還沒有推進醫院,各種儀器和管子就插進了她的身體裡。
然後是血。
很多血。
她從不暈血,可是那一天看見自己抱過她的手上沾滿了鮮血時,一陣天旋地轉。
「引流,引流,快點!!!」氣管插管剛插進去,從管芯里就開始冒血,她聽見于歸在聲嘶力竭地喊。
皮球每捏一下,都會有血液倒流進氣囊里。
于歸紅著眼睛,全身都在發抖。
「快……快送手術室!」
渾渾噩噩的時候,好像是徐乾坤喊了一句,大家開始推著輪床往醫院裡跑。
顧衍之看著滿掌鮮血愣了很久,慢慢紅了眼眶,咬緊下唇,開始拔足狂奔。
「劉處長,又有傷員送過來了」
已經三天三夜沒合眼的劉長生打著呵欠:「不是都說了咱們醫院現在沒有手術室了嗎?」
一個人影撲了上來緊緊攥住了他的衣領:「給我手術室,給我手術室!」
他花了好一會功夫才看清這個滿臉血污披頭散髮的女孩子是于歸,緊接著就看見徐乾坤拉著輪床沖了過來,待到看清躺在上面滿身都是血的人是誰時,他腳底一軟差點跌坐在地上。

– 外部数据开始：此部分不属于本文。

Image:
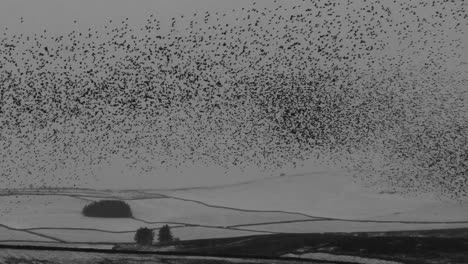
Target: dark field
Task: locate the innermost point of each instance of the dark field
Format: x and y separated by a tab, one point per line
433	246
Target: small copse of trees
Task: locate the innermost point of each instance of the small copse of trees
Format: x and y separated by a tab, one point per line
108	208
165	235
144	236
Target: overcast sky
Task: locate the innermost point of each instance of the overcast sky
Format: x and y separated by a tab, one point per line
57	16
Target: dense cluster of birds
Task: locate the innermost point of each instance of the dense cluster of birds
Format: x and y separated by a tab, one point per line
262	87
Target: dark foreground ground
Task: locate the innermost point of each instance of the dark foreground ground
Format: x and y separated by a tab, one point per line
412	247
16	255
418	247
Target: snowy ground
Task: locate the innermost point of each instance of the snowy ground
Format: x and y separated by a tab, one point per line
307	202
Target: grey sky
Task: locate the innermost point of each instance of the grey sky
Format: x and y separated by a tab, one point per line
57	16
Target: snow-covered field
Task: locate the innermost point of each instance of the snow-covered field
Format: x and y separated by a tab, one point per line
296	203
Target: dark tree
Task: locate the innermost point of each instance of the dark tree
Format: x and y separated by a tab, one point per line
165	234
107	208
144	236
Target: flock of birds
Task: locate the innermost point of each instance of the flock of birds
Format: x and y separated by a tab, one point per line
263	87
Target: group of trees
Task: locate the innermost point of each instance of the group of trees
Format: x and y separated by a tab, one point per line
120	209
108	208
145	236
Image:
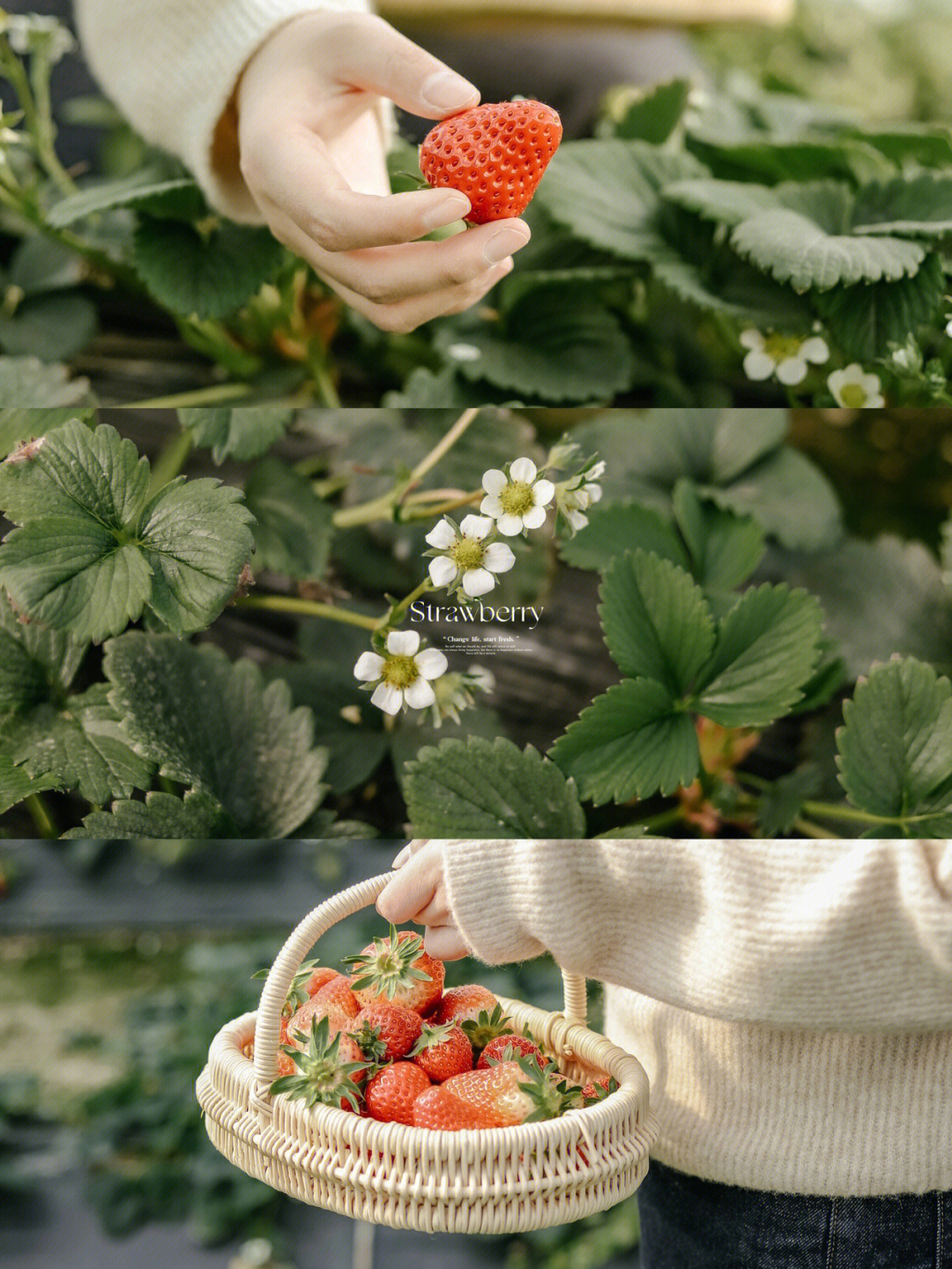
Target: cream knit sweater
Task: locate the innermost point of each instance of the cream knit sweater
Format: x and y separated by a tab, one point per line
790	1002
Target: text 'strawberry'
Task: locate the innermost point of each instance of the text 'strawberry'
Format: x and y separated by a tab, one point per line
494	153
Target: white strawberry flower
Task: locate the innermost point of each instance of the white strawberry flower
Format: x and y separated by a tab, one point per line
517	500
465	557
783	355
856	390
404	676
575	496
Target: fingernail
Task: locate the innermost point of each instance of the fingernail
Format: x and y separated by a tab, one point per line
503	244
446	90
449	208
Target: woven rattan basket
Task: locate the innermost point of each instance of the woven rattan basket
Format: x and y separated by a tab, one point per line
494	1180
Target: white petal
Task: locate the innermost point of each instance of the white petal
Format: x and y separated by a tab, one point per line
387	697
443	571
792	370
534	518
509	525
543	493
498	557
442	535
476	526
419	694
402	642
815	350
369	667
478	581
758	366
431	662
523	470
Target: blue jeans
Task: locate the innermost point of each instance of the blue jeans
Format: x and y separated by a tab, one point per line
688	1223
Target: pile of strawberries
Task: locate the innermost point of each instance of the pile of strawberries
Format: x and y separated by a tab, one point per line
387	1042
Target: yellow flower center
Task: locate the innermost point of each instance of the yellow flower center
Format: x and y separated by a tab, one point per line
517	497
468	554
780	348
399	671
852	396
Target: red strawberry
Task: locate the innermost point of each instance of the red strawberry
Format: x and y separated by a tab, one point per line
503	1049
599	1089
465	1004
443	1052
437	1109
326	1069
397	971
390	1093
385	1032
515	1092
495	153
338	993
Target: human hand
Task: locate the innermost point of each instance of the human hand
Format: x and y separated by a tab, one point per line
419	893
312	156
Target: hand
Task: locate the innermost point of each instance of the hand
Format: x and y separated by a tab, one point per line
419	893
312	155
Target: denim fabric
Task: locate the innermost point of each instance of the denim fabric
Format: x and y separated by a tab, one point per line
688	1223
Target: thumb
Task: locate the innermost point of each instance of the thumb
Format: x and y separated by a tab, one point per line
383	61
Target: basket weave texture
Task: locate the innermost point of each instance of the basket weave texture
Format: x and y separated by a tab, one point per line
492	1180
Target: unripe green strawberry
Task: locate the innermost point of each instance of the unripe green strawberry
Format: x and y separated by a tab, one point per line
495	153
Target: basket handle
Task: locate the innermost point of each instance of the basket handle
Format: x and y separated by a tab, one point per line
317	922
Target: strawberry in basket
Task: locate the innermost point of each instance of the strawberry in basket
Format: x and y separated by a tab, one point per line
397	971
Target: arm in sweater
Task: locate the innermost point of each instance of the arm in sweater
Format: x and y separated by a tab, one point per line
822	936
171	66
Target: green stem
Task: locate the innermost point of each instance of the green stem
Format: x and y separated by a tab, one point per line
384	508
170	461
42	817
214	395
307	608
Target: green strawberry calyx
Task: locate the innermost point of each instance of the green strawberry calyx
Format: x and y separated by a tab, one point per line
390	967
322	1078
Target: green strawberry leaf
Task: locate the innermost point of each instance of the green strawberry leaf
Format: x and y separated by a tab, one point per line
656	621
879	598
236	433
916	205
293	526
550	350
618	526
216	726
767	650
607	193
17	785
81	745
92	554
208	273
814	249
480	788
161	815
896	748
630	743
865	321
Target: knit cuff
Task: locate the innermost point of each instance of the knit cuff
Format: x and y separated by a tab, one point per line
489	904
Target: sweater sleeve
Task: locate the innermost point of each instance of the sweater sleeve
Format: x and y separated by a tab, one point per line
819	936
173	65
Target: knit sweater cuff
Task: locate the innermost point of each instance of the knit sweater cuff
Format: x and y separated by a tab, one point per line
489	913
176	81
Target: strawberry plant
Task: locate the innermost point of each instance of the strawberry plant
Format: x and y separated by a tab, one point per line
772	671
744	244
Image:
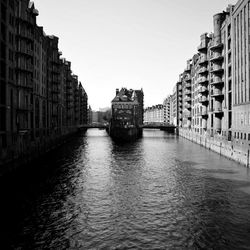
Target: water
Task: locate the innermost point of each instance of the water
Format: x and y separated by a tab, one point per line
160	192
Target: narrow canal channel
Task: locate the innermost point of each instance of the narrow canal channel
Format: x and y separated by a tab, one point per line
160	192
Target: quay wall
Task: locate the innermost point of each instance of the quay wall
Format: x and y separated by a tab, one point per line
26	150
232	150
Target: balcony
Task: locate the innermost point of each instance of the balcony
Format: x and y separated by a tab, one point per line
188	106
204	112
217	81
24	107
203	60
203	89
27	84
217	93
203	71
217	69
25	51
55	91
188	115
218	111
35	12
217	58
203	80
216	46
203	99
188	78
188	69
202	47
25	34
25	67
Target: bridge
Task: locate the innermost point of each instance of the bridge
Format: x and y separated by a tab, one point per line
163	126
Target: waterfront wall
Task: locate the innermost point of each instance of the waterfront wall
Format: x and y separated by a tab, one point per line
232	150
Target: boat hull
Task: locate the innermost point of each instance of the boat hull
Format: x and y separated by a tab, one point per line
125	134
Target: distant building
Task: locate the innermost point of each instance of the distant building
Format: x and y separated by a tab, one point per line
126	114
154	114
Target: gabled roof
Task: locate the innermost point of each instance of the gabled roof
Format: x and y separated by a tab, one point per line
124	95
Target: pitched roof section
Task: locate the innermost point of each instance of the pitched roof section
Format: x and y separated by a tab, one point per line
125	95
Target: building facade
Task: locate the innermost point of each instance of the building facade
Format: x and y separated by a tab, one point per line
211	98
154	114
41	100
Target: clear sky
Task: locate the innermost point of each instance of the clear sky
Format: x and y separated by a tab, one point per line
128	43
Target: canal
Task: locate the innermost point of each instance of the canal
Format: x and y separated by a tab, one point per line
160	192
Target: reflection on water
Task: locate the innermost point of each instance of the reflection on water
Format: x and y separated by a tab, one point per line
160	192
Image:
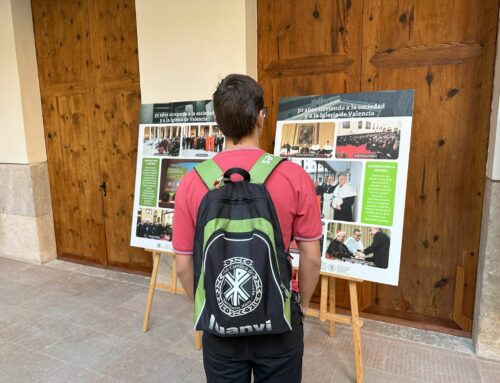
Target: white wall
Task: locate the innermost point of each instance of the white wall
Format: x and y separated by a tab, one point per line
12	139
21	129
187	47
493	165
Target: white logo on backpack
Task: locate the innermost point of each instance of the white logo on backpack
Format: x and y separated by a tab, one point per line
238	287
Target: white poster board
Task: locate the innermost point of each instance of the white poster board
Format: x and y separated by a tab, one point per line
173	138
356	149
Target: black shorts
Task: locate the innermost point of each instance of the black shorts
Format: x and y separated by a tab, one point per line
272	358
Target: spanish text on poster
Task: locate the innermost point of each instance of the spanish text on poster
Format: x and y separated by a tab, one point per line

「快,快,去看看三號手術室結束了沒有?通知血庫備血!叫孟院長下來會診,通知各科室準備聯合手術!」
于歸撲到分診台去打電話,一邊說一邊哭:「求求你們了……快點……快點來吧……」
這幾天仁濟醫科大一附院的各臨床科室基本都沒怎麼合過眼,七十多間手術室二十四小時運轉,基本就是消好毒之後下一台立馬接上,能上手術的醫生都睡在了手術室里。
接連打了幾個科室的電話,得到的答覆都是:「在搶救病人,過不來」「正在台上,去不了」
于歸奔潰地拿著電話歇斯底里:「受傷的是我陸老師啊!!!求求你們了……快點來啊……」
劉長生拿著電話大吼:「三號手術室還沒結束,先送搶救室!」
「一二三,轉移」從輪床被抬到了病床上,剛連好心電監護儀,儀器就叫了起來。
于歸拿剪刀飛快剪開了她的衣物,陸青時躺在那裡了無生氣,不時從喉嚨里咳出血沫,雪白的床單被濡濕了一大片。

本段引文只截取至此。